Through the work of this division, we support 11 community partnership programs, which are coalitions that serve as local hubs for providers, community leaders, and other committed stakeholders located in high-need neighborhoods across the city. We've also opened three new family enrichment centers, which are open-door, walk-in facilities, with no connection to the child welfare system (except that ACS provides the funding and the vision). These centers are designed to promote family strength and stability by building community connections and by helping families meet concrete needs. One of the key factors that makes family enrichment centers special is community members and parents determine which services will be offered, what the facilities look like, what hours they're open, and what type of staffing they have. ACS supports these centers, and families lead them.

We are also expanding our public and community education programs getting vital information to parents about ways to keep children safe. Like most child welfare agencies, we teach parents about safe sleep techniques for newborns and infants. We recently expanded that program to provide safe sleep toolkits to parents of all babies born in public-hospital maternity facilities. We teach parents about safe storage of medications that can be dangerous to toddlers and distribute lockboxes and bags for medication storage. We work with the fire department and the American Red Cross to make sure families know how to install smoke and carbon monoxide detectors. 

In addition to working to prevent initial child maltreatment through our programmatic and public education work, we believe there are important systemic and policy vehicles as well. That's where our focus on equity and disproportionality comes in.
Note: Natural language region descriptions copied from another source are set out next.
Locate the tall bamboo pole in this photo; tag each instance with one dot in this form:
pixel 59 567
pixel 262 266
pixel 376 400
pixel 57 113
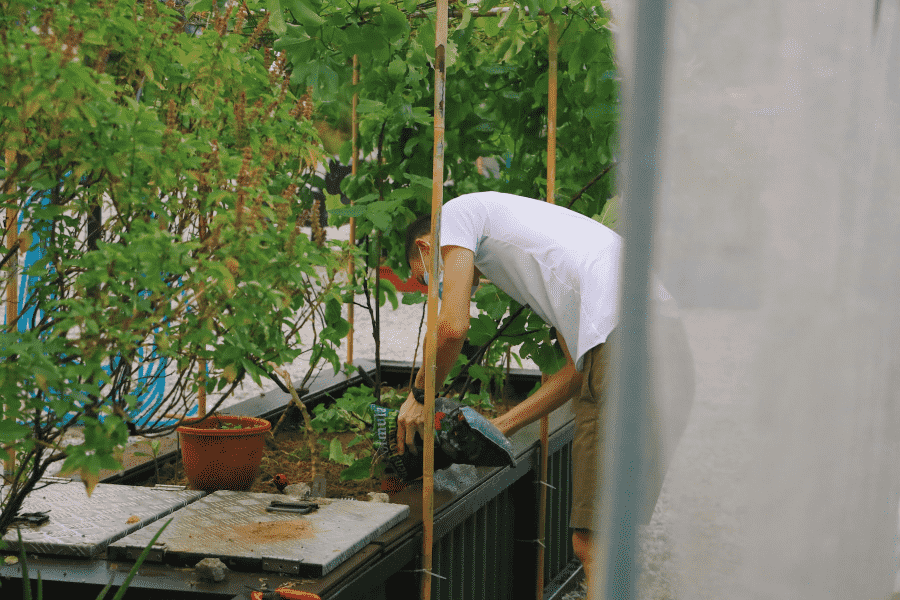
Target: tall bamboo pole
pixel 12 285
pixel 354 165
pixel 201 364
pixel 437 198
pixel 551 198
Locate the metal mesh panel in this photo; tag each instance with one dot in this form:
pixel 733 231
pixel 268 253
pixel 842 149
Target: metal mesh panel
pixel 472 560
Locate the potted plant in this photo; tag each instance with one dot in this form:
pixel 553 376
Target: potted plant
pixel 222 452
pixel 158 183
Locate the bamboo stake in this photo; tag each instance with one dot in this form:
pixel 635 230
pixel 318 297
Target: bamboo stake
pixel 437 198
pixel 12 285
pixel 551 198
pixel 354 160
pixel 201 364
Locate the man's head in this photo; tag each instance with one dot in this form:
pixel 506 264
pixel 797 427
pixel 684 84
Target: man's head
pixel 418 245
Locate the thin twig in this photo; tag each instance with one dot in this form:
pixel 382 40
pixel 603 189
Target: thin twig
pixel 310 432
pixel 590 183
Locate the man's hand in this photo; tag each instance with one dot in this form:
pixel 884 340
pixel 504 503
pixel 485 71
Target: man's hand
pixel 410 420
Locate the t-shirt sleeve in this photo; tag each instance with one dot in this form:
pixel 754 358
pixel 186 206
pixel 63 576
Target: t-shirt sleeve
pixel 462 223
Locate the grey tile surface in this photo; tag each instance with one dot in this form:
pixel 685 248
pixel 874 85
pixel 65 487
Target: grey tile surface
pixel 84 526
pixel 235 527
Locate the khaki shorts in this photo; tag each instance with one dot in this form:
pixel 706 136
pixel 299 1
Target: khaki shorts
pixel 591 410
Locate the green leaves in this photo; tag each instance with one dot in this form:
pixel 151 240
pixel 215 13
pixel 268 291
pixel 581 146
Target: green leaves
pixel 276 17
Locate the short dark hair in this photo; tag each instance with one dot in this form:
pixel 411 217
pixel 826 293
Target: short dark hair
pixel 418 228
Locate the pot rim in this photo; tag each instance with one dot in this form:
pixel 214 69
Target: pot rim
pixel 252 426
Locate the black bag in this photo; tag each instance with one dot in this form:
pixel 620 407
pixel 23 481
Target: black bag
pixel 461 436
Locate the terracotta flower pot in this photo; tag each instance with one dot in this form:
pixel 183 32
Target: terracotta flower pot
pixel 217 458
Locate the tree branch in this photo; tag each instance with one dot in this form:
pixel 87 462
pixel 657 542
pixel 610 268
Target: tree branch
pixel 590 183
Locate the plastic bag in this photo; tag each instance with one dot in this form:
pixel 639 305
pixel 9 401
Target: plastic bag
pixel 461 436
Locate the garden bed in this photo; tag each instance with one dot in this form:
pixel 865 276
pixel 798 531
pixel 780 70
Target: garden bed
pixel 289 453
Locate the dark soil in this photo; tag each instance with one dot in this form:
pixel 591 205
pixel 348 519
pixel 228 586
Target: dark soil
pixel 289 455
pixel 292 459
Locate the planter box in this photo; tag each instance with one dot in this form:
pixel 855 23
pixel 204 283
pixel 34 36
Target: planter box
pixel 485 523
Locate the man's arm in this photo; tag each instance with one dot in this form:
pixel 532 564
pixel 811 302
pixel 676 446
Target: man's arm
pixel 555 391
pixel 452 328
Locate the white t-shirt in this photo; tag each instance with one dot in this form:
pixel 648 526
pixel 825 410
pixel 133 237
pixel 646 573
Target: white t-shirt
pixel 562 264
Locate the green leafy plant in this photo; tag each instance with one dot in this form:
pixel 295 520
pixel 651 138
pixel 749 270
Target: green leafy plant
pixel 496 112
pixel 153 163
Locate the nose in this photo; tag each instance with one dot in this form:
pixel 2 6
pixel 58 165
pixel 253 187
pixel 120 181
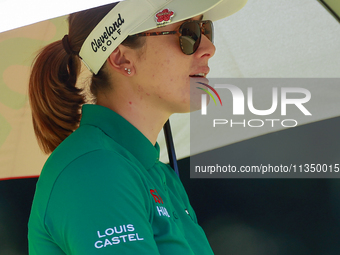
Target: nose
pixel 206 48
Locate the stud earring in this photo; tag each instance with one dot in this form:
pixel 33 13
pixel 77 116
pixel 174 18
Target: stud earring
pixel 128 70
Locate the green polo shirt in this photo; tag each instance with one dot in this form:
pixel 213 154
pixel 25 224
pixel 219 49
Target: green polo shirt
pixel 104 191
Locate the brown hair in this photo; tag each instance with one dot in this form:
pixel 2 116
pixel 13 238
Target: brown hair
pixel 55 100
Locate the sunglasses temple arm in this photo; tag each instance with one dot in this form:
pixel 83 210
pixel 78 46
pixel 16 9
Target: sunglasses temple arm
pixel 170 146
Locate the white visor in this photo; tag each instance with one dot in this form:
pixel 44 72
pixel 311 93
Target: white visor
pixel 130 17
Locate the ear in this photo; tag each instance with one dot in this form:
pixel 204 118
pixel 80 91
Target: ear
pixel 121 61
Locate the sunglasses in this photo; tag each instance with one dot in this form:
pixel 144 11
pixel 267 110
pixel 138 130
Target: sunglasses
pixel 190 34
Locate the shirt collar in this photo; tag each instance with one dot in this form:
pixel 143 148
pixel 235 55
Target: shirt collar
pixel 122 132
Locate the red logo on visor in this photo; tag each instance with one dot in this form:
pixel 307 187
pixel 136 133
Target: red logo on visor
pixel 164 16
pixel 156 196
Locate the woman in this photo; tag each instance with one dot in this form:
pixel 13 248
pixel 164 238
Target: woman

We want to be sure that involvement in the child welfare system occurs only when necessary to protect children from harm and not as a result of prejudices or bias based on irrelevant factors like race, ethnicity, or sexual orientation. So, for example, we've developed implicit bias training programs for all of our staff to make sure that our decision-making is based objectively on avoiding harm to children. We've developed and begun implementing an equity action plan a plan that will allow us to measure our progress toward race-neutral programming. And we are supporting legislative reforms to reduce unnecessarily onerous impacts of the investigative system on low-income families and families of color. 

In New York City, we may have laid the groundwork for implementation of Family First, but it doesn't mean we can rest on our laurels. For the first time in a decade, we're putting in place an entirely new set of prevention services. The new system is the result of nearly 2 years of rigorous research about the needs of New York City's families and children and how to enhance their safety and stability. ACS engaged over 300 stakeholders including parents, other family members, legal advocates, and service providers in redesigning our services. Our restructured system will ensure that each of our 10 prevention program models is available to families in every neighborhood and community across the five boroughs. It will enhance our investment in therapeutic and treatment-focused services that address more complex needs as well as in evidence-based services. In addition, it will require prevention providers to incorporate family voice into service design to ensure that prevention services reflect what families want and need and to increase the number of parents who successful complete those services.

A strong foundation for preventing child abuse and neglect is supporting families who need a helping hand. This can be done by putting forth a full continuum of prevention services. Now as states and localities across the country are developing their Family First Prevention plans is the time to ensure all families are offered access to the full continuum of services and supports that keep children safe.